Op de Linux Kernel Mailing List heeft Linus Torvalds weer een nieuwe Linux 2.6-kernel aangekondigd. De kernel is ditmaal aangekomen bij versienummer 2.6.31 en bevat de nodige verbeteringen ten opzichte van de vorige uitgave. Zoals gewoonlijk hebben de Kernel Newbies de veranderingen weer keurig op een rijtje gezet en deze zijn op deze pagina na te lezen. Ondersteuning voor onder andere usb 3.0 is toegevoegd en de ARM-afdeling heeft heel wat verbeteringen doorgemaakt. De aankondiging van Torvalds ziet er als volgt uit:
Ok, there's just a few final commits since -rc9 to fix a couple of last regressions and problems, and now the final 2.6.31 is out there. The small diffstat and shortlog is below, the full log and diff from 2.6.30 are being uploaded to kernel.org (and then mirrored out) as I write this. In general, the full set of 2.6.30->31 changes are too numerous to list, but as usual, you'll find some high-level overviews on kernelnewbies.org.
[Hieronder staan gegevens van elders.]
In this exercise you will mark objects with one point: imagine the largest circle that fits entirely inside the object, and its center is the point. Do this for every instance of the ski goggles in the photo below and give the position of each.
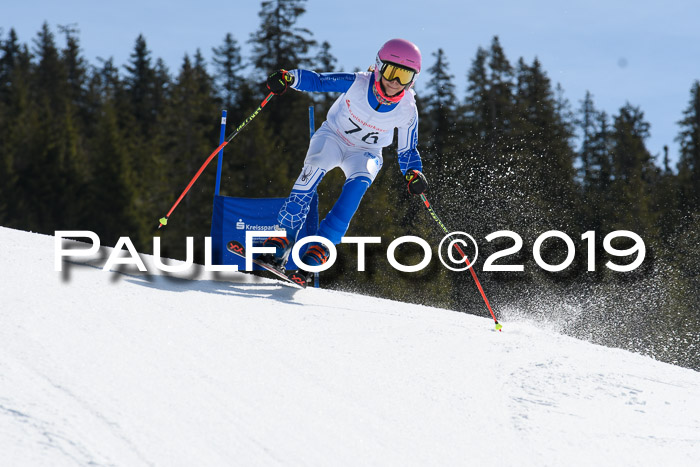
(391, 72)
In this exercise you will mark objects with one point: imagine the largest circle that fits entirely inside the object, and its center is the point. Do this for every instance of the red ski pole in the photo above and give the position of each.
(459, 250)
(164, 220)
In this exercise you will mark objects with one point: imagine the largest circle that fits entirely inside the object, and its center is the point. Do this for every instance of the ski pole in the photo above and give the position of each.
(164, 220)
(435, 217)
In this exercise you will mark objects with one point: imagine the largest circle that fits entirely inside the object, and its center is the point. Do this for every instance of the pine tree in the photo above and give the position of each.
(543, 158)
(634, 173)
(14, 128)
(324, 62)
(57, 165)
(192, 132)
(438, 128)
(280, 43)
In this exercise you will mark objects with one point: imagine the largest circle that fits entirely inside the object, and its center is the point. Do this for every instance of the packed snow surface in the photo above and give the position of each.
(126, 368)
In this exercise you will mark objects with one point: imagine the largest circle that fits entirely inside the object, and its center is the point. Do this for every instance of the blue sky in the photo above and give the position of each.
(619, 50)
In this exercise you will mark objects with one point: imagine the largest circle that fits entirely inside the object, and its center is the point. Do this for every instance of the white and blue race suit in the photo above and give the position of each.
(356, 129)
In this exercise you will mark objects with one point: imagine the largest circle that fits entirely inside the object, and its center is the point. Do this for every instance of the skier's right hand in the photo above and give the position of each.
(279, 81)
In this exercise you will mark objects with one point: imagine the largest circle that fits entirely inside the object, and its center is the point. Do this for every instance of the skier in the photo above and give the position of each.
(359, 124)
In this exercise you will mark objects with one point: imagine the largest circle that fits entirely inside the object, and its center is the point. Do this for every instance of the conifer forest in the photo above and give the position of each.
(108, 147)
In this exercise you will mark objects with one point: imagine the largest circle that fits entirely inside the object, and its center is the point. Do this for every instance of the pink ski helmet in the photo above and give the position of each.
(399, 52)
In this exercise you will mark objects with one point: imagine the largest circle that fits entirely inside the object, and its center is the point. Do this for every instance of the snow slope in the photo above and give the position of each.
(122, 368)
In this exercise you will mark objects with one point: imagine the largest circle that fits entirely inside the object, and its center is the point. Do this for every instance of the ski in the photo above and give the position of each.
(296, 279)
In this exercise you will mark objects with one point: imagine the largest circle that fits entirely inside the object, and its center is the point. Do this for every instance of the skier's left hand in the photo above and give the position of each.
(417, 182)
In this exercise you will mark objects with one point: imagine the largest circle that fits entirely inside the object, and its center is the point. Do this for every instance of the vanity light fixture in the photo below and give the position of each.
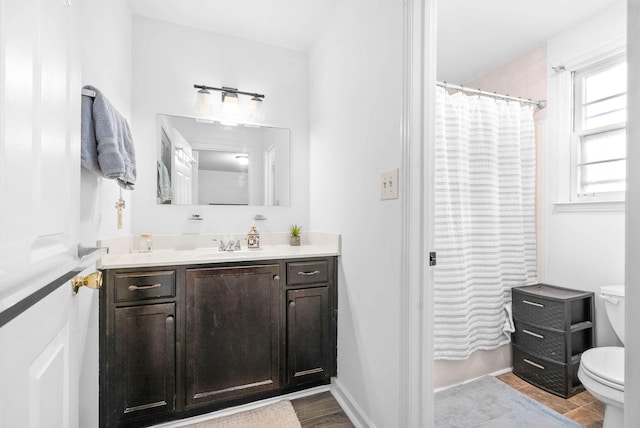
(203, 105)
(230, 102)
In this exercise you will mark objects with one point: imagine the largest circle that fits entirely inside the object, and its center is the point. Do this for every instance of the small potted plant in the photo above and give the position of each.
(294, 239)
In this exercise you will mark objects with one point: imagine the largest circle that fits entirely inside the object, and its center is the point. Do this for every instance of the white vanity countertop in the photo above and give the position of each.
(120, 255)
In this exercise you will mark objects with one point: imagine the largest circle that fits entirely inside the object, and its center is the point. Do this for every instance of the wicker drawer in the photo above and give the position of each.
(557, 378)
(303, 273)
(144, 285)
(542, 312)
(545, 343)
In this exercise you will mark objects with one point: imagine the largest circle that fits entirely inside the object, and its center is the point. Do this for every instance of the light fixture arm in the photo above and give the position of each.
(228, 90)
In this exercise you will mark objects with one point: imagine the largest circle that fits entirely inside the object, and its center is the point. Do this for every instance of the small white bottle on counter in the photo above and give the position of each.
(145, 243)
(253, 238)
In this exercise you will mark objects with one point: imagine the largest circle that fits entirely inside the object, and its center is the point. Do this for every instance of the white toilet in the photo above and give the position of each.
(602, 369)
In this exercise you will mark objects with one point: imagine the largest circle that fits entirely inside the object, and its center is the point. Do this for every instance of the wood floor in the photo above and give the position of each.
(320, 411)
(582, 408)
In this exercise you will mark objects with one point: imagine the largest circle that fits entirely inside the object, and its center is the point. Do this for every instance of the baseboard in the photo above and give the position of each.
(357, 416)
(494, 374)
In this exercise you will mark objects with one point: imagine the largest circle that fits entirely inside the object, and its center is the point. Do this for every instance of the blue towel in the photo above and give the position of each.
(107, 147)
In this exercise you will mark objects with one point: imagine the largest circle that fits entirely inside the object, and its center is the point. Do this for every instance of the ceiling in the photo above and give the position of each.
(473, 36)
(293, 24)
One of the more painful changes has been the new cleaned-up fsnotify backend that takes care of both inotify and dnotify (and shrinks the inode while doing so), but its teething problems have hopefully been sorted out.
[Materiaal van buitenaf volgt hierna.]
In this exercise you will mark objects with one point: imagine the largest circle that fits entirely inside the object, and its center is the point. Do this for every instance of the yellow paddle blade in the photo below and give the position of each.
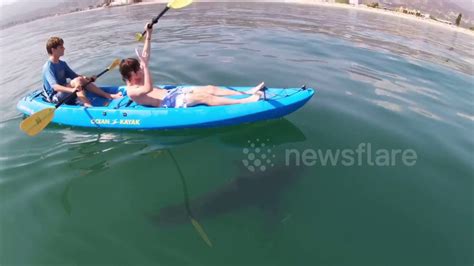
(139, 37)
(201, 232)
(114, 64)
(37, 121)
(179, 3)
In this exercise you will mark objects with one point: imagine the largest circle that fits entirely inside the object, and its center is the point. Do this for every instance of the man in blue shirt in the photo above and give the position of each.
(55, 75)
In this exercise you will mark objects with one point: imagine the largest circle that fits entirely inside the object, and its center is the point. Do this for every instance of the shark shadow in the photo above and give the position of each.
(263, 190)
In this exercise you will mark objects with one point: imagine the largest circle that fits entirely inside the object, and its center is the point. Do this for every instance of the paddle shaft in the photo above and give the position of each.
(155, 20)
(72, 95)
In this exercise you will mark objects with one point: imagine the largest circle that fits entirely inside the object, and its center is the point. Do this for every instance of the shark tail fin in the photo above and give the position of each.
(201, 231)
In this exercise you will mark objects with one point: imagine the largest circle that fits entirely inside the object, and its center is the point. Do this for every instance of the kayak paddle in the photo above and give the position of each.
(39, 120)
(195, 223)
(175, 4)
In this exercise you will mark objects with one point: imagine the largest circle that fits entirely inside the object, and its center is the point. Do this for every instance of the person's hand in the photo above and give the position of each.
(142, 57)
(78, 87)
(149, 30)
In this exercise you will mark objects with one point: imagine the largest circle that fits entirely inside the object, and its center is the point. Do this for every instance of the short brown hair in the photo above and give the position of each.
(127, 66)
(53, 42)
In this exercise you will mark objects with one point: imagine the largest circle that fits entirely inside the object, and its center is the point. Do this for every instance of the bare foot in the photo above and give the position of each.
(116, 95)
(256, 88)
(252, 98)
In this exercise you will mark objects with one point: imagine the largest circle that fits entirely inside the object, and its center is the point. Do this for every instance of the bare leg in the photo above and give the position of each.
(218, 91)
(212, 100)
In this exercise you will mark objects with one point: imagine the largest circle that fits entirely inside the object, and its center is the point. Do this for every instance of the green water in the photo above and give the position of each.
(72, 196)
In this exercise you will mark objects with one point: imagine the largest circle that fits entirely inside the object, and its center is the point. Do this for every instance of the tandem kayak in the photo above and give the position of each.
(125, 114)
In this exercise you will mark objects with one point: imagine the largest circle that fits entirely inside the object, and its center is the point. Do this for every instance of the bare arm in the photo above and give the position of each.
(60, 88)
(146, 47)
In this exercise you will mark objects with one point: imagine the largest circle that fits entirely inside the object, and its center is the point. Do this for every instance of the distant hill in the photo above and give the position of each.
(23, 11)
(443, 9)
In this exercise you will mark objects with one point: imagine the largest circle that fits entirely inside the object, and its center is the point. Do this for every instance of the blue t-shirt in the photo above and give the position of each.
(56, 74)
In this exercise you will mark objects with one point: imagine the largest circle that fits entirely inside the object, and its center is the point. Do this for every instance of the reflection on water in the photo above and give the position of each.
(76, 196)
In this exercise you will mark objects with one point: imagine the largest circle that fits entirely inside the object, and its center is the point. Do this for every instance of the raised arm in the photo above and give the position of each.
(146, 47)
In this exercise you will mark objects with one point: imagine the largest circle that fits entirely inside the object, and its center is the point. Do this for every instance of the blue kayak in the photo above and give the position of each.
(126, 114)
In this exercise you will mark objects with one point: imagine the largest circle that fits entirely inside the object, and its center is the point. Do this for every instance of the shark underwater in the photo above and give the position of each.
(248, 189)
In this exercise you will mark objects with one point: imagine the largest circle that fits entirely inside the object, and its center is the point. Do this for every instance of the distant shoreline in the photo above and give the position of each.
(362, 8)
(344, 6)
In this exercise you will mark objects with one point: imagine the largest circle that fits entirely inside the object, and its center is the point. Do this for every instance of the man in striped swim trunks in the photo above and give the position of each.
(136, 75)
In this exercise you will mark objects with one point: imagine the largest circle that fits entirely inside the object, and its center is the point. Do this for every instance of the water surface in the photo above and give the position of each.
(85, 196)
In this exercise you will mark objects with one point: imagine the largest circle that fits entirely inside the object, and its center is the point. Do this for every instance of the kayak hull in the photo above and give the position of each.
(125, 114)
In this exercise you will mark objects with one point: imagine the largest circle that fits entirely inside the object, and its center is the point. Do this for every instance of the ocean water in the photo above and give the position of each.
(73, 196)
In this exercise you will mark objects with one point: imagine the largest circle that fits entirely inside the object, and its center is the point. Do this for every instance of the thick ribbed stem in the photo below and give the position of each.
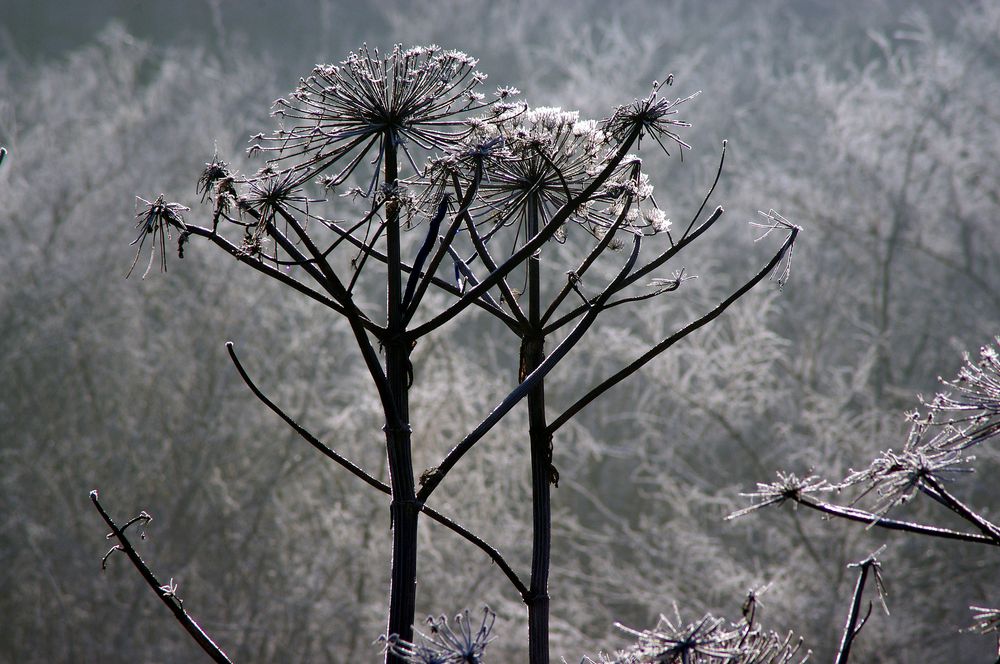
(532, 355)
(404, 508)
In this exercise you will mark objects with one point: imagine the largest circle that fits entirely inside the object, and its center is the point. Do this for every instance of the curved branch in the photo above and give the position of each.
(860, 516)
(368, 479)
(656, 350)
(164, 592)
(647, 268)
(433, 478)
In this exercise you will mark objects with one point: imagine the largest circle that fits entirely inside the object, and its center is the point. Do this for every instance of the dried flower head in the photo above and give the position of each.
(971, 404)
(371, 101)
(445, 645)
(709, 640)
(653, 115)
(154, 219)
(788, 487)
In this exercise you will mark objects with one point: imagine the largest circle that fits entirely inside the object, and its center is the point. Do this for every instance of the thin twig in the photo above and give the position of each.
(164, 592)
(659, 348)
There's also been lots of work on KMS - both lots of updates on the intel side (displayport support, next-gen IGD etc), and obviously the whole new (and still experimental) radeon KMS code.
There's also a fair chunk of new debugging/peformance counter stuff: memory leak detection ("kmemleak"), memory usage checking ("kmemcheck") and performance counters ("perf_counter"). Those new debugging features are not likely usable under any real load, but are good for finding kernel bugs at a huge performance cost.
The performance counters are a nice and easy-to-use alternative to things like oprofile, allowing you easy access to some pretty powerful profiling of hardware (and sw) events.
What else? Lots and lots of driver work. Over 70% of all of the 2.6.30 to 2.6.31 patch is under drivers/, and there's another 6%+ in firmware/ and sound/. That's not entirely unusual, but it does seem to be growing. My rough rule of thumb used to be "50% drivers, 50% everything else", but that's clearly not true any more (and hasn't been for a while - we've been 60%+ since after 2.6.27 - I think the whole 'staging' thing is what moved things up by several percentage points).
If you ignore drivers/ (and firmware/ and sound/) about half the remaining changes are to arch/ code (with ARM leading the way with its insane number of platforms, but mips, powerpc, sh, and x86 are up there too), and the rest being filesystem updates (VFS layer: mostly that fsnotify thing, but also: btrfs, cifs, ext3, fuse, gfs2, nfs, nilfs, xfs) and with a spinkling of Documentation, kernel and perf-tools updates.
And as usual, this obviously means that the merge window for 2.6.32 is open. But give me a day or so before bombarding me with merge requests: I like to encourage even developers to first give the plain new release a go, and not immediately start the crazy flood of patches.